Hope that helps and feel free to have your vets contact me if they
have any more questions.
Jerry Murray, DVM
As some of you know, the corona virus that causes
ECE is now also causing a systemic disease that is
very similar to (the dry form of) feline FIP.
The article Sukie mentioned is scheduled for the
June 08 issue of Vet Pathology. It will describe 23
cases of this new but not so rare disease.
There will be a 2 part presentation on ferret FIP
at next years avian and exotic conference in
Savannah, GA (August 08). Plus there should be
some articles for practicing vets come out soon.
Hope that helps,
Jerry Murray, DVM
How was this ferret diagnosed with FIP?
what are the clinical signs? when was he diagnosed?
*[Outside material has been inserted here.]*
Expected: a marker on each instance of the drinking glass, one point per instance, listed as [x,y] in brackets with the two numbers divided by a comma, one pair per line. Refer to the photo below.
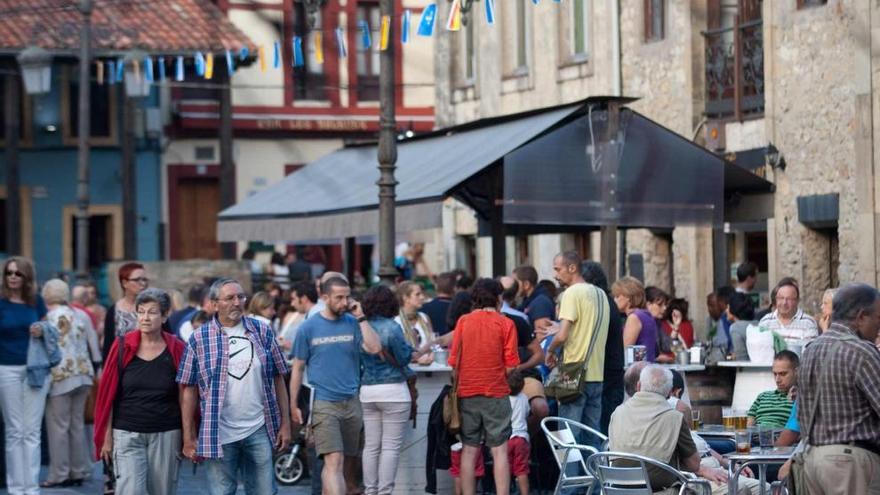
[743,441]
and how old is this ferret?
1) Yes, I have heard of it
2) and I have had 3 cases so far. 2 have been put down, but 1
is still alive and doing well. He was treated with just Pediapred.
Diagnosis is made by the clinical signs, bloodwork (anemia, and
elevated globulins from a polyclonal hypergammaglobulinemia),
biopsy of the lesion (with pyogranulomatous inflammation), and
it is positive by Immunohistochemostry for the coronavirus.
Treatment can include Pediapred, Cytoxan, antibiotics, and
interferon omega. Interferon omega helps in cats when giving
early in the disease process. More info on FIP in cats can be
found at www.catvirus.com
3)This disease is believed to be from the ferret coronavirus. We
do not know if this disease is contagious at this time.
4) Bleach is the best way to kill viruses, so clean cages, food bowls,
litter boxes, etc with bleach (ie Clorox Clean-Up).
Hope that helps and get back to us with more info on this ferret.
Jerry Murray, DVM
The cases of FIP-like disease seen in ferrets
are very similar to the dry form of FIP seen in cats.
The dry form can be very hard to diagnose, but anemia,
elevated globulins (polyclonal gamma globulins), and the
pyogranulomatous lesions are what to look for.
So far most of the cases have been young ferrets (<1yr).
The clinical signs can vary alot as Sukie pointed out
depending on which organ(s) has the pyogranulomatous
lesions. GI signs and neurological signs are the most common
signs so far.
Merry Christmas to all,
Jerry Murray, DVM
and there are more
If the test results are not right or the symptoms are not like the dry=20
form of FIP in cats then other possibilities are more likley.